Como es sabido, pocas veces Alejandra consignaba la fecha de sus cartas. Sin
embargo, fue posible recuperar el orden cronológico de las mismas no solo a partir de
la fecha de los matasellos sino también en función del contenido. A pesar de los
intervalos a veces muy prolongados entre una carta y otra la secuencia va
configurando un verdadero relato «por entregas» de la vida parisina de la escritora.
Las respuestas de Ostrov conservadas, pocas lamentablemente pero consecutivas,
permiten reconstruir íntegramente al menos la primera etapa del diálogo atento que
tuvo lugar entre ambos.
Una última aclaración: dos párrafos correspondientes a la Carta N.º 4 y otros dos
extraídos de la Carta N.º 19 aparecen en Correspondencia Pizarnik de Ivonne
Bordelois como «Cartas a Antonio Beneyto». Ivonne aclara que se trata de
fragmentos extraídos de un artículo que Beneyto publica en el N.º 36 de la revista
Quimera, «Alejandra Pizarnik. Ocultándose en el lenguaje», en 1983. Sin embargo,
en dicho artículo Beneyto habla de «cartas de la época en que [Alejandra] vivió en
París» sin aclarar en ningún momento quién era su destinatario ni de qué fuente toma
los textos. Su verdadero destinatario no es Beneyto sino León Ostrov. Precisamente,
Ivonne misma reconoce que en esos fragmentos «se escucha el mismo tipo de terror
que caracteriza la correspondencia con Ostrov» (Correspondencia Pizarnik, 56-57).

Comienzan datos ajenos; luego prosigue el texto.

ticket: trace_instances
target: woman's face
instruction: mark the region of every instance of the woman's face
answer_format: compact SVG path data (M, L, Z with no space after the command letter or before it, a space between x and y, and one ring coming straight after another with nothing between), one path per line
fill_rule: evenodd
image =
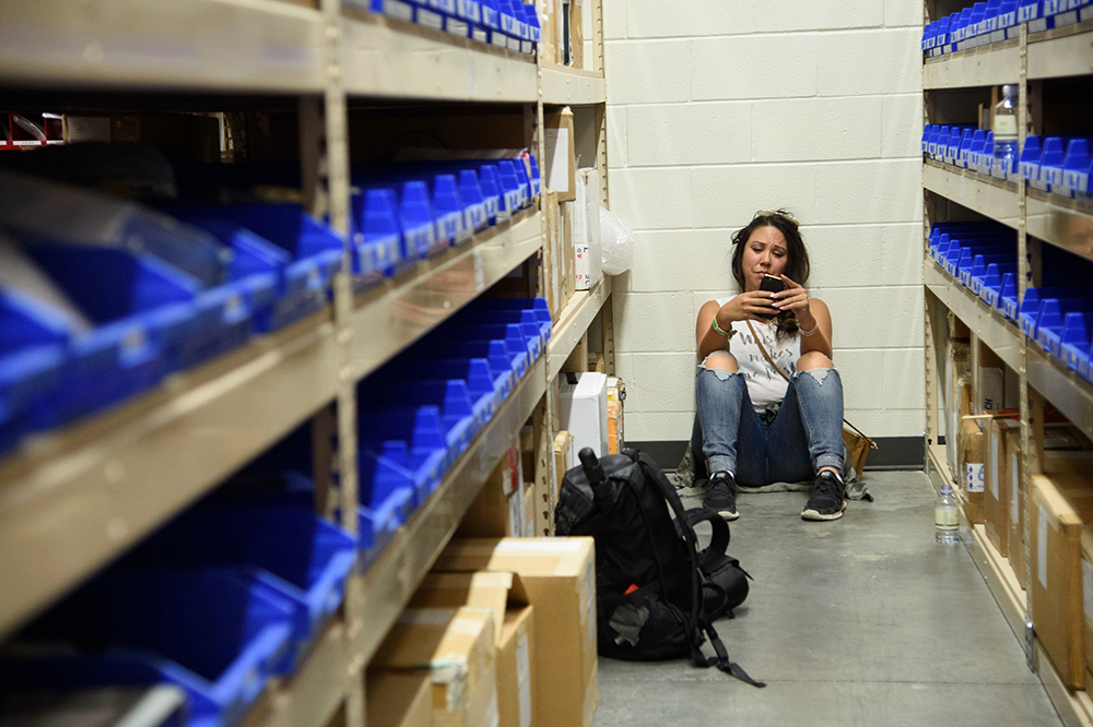
M756 227L748 242L741 260L747 291L759 290L764 275L779 276L786 270L786 236L777 227Z

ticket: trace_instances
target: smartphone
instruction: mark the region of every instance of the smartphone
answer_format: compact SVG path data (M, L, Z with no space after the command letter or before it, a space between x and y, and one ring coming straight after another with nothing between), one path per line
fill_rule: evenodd
M759 289L766 290L767 293L781 293L783 290L786 289L786 284L783 282L780 277L775 277L774 275L764 275L763 279L760 281ZM771 315L763 315L762 313L760 313L760 318L766 319L768 321L773 320L775 315L777 315L777 313L773 313Z

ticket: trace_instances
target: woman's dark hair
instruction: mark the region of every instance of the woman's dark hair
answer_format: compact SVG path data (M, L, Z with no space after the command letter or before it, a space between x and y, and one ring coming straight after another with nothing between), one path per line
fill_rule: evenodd
M808 287L811 266L809 265L809 252L804 249L804 238L801 237L800 226L788 212L776 210L774 212L756 214L754 219L732 236L732 277L736 278L737 285L740 286L740 291L743 293L747 289L743 270L744 246L748 245L748 239L752 233L760 227L774 227L781 233L781 236L786 238L786 277ZM775 322L777 324L776 336L778 339L792 335L799 330L797 317L794 315L792 311L787 310L778 313Z

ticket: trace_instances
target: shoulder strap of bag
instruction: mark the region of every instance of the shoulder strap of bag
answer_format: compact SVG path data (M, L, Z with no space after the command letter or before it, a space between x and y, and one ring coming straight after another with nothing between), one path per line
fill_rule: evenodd
M752 337L755 339L755 345L759 346L759 351L761 354L763 354L763 358L765 358L766 362L769 364L772 367L774 367L774 370L777 371L781 376L781 378L786 380L786 383L789 383L789 377L786 376L785 371L783 371L781 369L778 368L778 365L774 362L774 359L771 358L771 355L768 353L766 353L766 346L763 345L763 342L762 342L762 339L760 339L759 334L755 333L755 329L752 327L751 321L745 321L745 323L748 323L748 330L752 332ZM866 434L863 431L861 431L860 429L858 429L857 427L855 427L847 419L843 419L843 424L845 424L847 427L849 427L850 429L853 429L854 431L856 431L858 434L860 434L861 437L863 437L866 439L866 441L869 442L869 445L871 448L873 448L874 450L877 449L877 442L874 442L873 440L869 439L869 436Z
M721 671L736 677L745 684L760 688L766 687L765 682L755 681L748 676L748 672L744 671L739 664L729 660L729 653L726 651L725 644L721 643L721 640L714 630L713 624L708 623L704 618L702 580L700 577L698 564L698 538L694 533L694 528L687 523L686 512L683 510L683 501L680 500L679 494L675 492L675 488L672 487L672 484L668 481L648 455L640 454L635 450L626 450L626 453L642 467L645 475L650 477L657 484L657 487L660 489L660 493L671 506L672 513L675 516L675 522L679 524L680 531L683 533L683 538L686 541L686 551L687 557L691 559L692 573L691 623L693 628L700 631L698 639L692 640L691 642L691 660L697 667L708 668L716 666ZM728 525L726 525L726 529L728 529ZM714 647L716 656L707 658L705 654L702 653L702 632L705 632L706 637L709 639L709 643Z

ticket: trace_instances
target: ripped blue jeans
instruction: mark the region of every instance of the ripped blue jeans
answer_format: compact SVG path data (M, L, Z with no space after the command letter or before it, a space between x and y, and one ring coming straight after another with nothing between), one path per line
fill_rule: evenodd
M794 373L773 419L755 413L742 374L707 369L705 362L695 377L695 479L707 467L733 473L743 487L807 481L827 466L846 477L843 380L836 369Z

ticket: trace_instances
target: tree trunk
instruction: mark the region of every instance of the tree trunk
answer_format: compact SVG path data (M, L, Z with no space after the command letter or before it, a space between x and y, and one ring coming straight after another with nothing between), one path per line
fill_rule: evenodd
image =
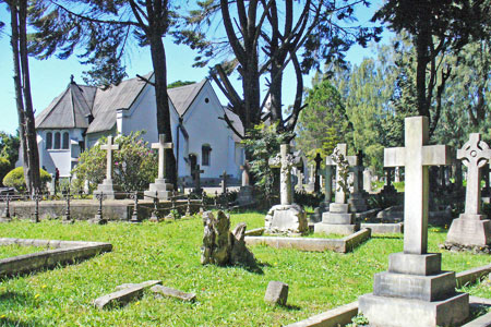
M157 105L157 131L166 135L166 142L172 142L170 128L169 96L167 94L167 65L166 52L161 36L149 35L152 64L155 74L155 99ZM178 137L178 135L177 135ZM177 167L173 152L165 152L166 171L165 178L177 187Z

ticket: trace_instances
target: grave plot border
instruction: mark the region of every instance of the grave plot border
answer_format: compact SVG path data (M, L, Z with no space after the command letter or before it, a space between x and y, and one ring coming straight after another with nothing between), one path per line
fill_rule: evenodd
M51 250L0 259L0 278L71 264L112 251L112 244L101 242L0 238L0 246L12 244Z
M371 238L370 229L362 229L343 239L307 239L282 237L246 237L247 245L268 245L277 249L296 249L301 251L334 251L348 253Z

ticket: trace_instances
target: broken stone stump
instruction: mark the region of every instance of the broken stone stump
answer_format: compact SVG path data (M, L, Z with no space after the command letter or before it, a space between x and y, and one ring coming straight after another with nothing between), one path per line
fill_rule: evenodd
M267 284L264 301L274 305L286 305L288 300L288 284L272 280Z
M117 287L118 291L103 295L94 300L97 308L125 305L134 299L142 296L143 291L154 284L161 283L161 280L148 280L142 283L128 283Z
M239 223L230 232L230 216L219 210L217 218L212 211L203 214L204 235L201 263L218 266L255 266L255 257L246 246L246 223Z
M185 292L172 289L172 288L166 288L161 284L154 286L153 288L151 288L151 291L157 295L176 298L176 299L187 301L187 302L194 302L194 300L196 300L195 293L185 293Z
M273 206L265 218L266 233L302 234L309 226L306 210L298 204Z

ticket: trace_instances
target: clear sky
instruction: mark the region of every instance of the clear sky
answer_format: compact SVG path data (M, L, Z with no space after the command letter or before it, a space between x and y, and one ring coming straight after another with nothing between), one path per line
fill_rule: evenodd
M374 10L381 1L374 1L369 9L362 9L357 13L359 15L359 23L366 24L372 16ZM9 24L9 13L5 4L0 4L0 21ZM8 133L15 133L17 129L17 116L15 109L15 93L12 80L12 51L10 47L10 26L7 25L3 33L0 34L0 131ZM384 34L386 35L386 34ZM386 40L386 36L384 40ZM383 41L384 41L383 40ZM208 69L192 68L194 57L196 53L187 46L175 45L170 37L165 40L167 52L167 80L169 83L181 81L201 81L207 76ZM359 46L352 47L347 53L347 59L356 64L361 62L364 57L373 57L373 51L370 48L363 49ZM129 77L134 77L136 74L144 75L152 71L152 62L148 48L131 49L130 56L124 58L127 64L127 73ZM29 58L31 69L31 85L33 94L33 104L36 113L45 109L51 100L61 94L70 82L70 75L75 76L75 82L83 84L82 72L88 66L80 64L76 57L71 57L67 60L59 60L52 57L48 60L36 60ZM304 76L304 86L311 85L311 76ZM228 104L225 96L219 92L218 87L215 92L218 94L220 101ZM285 107L292 104L295 92L287 92L288 89L296 89L295 74L291 70L287 70L284 80L284 104ZM240 88L238 88L240 90Z

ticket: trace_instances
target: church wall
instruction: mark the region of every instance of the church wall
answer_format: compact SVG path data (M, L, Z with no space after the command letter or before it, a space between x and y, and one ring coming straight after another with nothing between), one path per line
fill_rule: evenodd
M190 138L189 153L197 156L197 164L204 170L202 179L217 179L224 170L238 178L239 168L233 162L235 154L229 155L235 152L235 147L229 144L231 131L225 121L218 119L223 116L221 105L211 84L206 83L185 113L183 122ZM209 166L202 165L203 144L212 147ZM190 174L190 165L185 165L187 174Z

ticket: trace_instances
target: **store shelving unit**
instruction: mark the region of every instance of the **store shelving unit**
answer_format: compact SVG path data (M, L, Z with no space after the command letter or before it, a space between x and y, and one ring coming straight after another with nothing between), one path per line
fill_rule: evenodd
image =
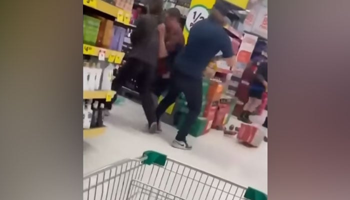
M105 99L106 102L110 102L116 93L116 92L112 90L84 91L83 98L84 100ZM104 134L106 130L106 126L84 129L84 137L88 138L100 136Z
M83 5L92 8L98 12L106 14L115 18L116 23L119 23L130 27L135 27L129 23L131 13L123 10L102 0L83 0ZM83 44L82 54L84 55L98 56L100 52L104 53L105 60L109 62L120 64L125 53L105 48L95 46L87 44ZM116 94L116 92L112 90L86 90L83 92L83 99L105 100L106 102L110 102ZM89 138L100 136L106 132L106 127L83 129L84 138Z
M83 98L84 100L106 99L107 102L110 102L110 100L115 94L116 92L112 90L84 91Z
M125 25L129 24L132 14L130 12L111 4L102 0L83 0L83 5L90 7L116 18L116 20Z
M84 44L82 45L82 54L84 55L98 56L98 54L100 54L100 52L102 50L104 51L105 58L108 59L109 62L114 62L117 64L122 63L123 58L125 56L125 53L121 52L110 50L88 44Z

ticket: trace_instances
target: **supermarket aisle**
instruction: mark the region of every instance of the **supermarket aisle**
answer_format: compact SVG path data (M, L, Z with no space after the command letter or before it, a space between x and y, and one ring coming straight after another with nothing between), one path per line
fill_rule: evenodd
M110 114L106 120L106 134L84 140L84 174L124 158L140 156L145 150L154 150L267 193L266 143L258 148L248 148L238 144L236 138L224 136L222 132L212 130L198 138L188 137L194 146L192 150L180 150L169 144L176 132L175 128L163 124L163 133L152 135L146 132L146 120L140 105L126 100L114 106ZM230 124L238 125L240 122L232 119Z

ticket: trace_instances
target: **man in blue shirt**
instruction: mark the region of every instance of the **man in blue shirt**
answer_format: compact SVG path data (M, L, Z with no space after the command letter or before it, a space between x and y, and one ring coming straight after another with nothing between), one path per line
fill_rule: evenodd
M231 41L223 28L228 8L224 2L217 0L208 18L198 22L190 29L187 45L175 59L169 90L156 110L159 124L160 118L166 109L175 102L180 92L184 94L189 112L172 142L173 147L192 148L186 136L200 112L202 73L210 60L221 51L228 64L234 65Z

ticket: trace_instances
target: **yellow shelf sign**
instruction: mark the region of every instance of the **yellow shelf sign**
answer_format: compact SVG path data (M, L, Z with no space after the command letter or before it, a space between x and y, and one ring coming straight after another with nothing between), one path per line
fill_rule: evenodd
M84 44L82 45L82 54L85 55L91 55L93 54L94 49L92 48L92 46Z
M106 102L110 102L110 101L112 100L112 98L113 97L113 94L114 94L114 93L112 92L107 92L107 95L106 95Z
M244 10L246 9L249 0L224 0L234 6L238 6Z
M186 44L190 28L196 22L208 17L209 10L212 9L216 0L192 0L184 28L184 36Z
M116 59L114 60L114 62L117 64L121 64L122 61L122 58L124 58L124 56L125 53L122 52L118 52L118 53L116 55Z
M126 25L128 25L130 23L130 14L128 13L126 13L124 14L124 24Z
M83 0L82 4L86 6L96 8L97 8L97 0Z
M108 57L108 62L114 62L116 60L116 55L110 55Z

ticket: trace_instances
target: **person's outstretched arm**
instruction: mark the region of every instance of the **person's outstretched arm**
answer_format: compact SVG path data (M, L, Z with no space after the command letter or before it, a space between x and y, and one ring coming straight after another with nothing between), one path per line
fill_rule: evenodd
M159 34L159 52L158 58L162 58L168 56L168 51L165 44L166 26L164 24L160 24L158 26Z
M236 59L234 54L234 50L231 44L231 40L227 34L222 38L221 52L222 52L222 58L230 68L236 66Z

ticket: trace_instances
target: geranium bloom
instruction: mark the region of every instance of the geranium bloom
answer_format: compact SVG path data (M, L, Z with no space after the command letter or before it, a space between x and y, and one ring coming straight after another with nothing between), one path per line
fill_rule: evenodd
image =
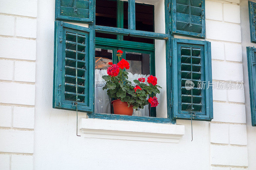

Además, la relación epistolar que entablan Pizarnik y Beneyto surge recién en 1969,
con motivo de la voluntad de este último de publicar Nombres y figuras en la editorial
La Esquina, de modo tal que aún no se conocían en la época en que Alejandra estuvo
en París.
Por último, agradezco a Nora Catelli, quien me facilitó copias de las cartas de
León Ostrov conservadas en el Archivo Pizarnik en la Universidad de Princeton. A
Susana Chavez-Silverman, que me envió el artículo de Antonio Beneyto arriba
mencionado. A Gabriela Finkielsztein, que me ayudó a tipear varias de estas cartas. Y
a Carlos Dámaso Martínez, por su incondicional apoyo y sus valiosas sugerencias
para la edición de este libro.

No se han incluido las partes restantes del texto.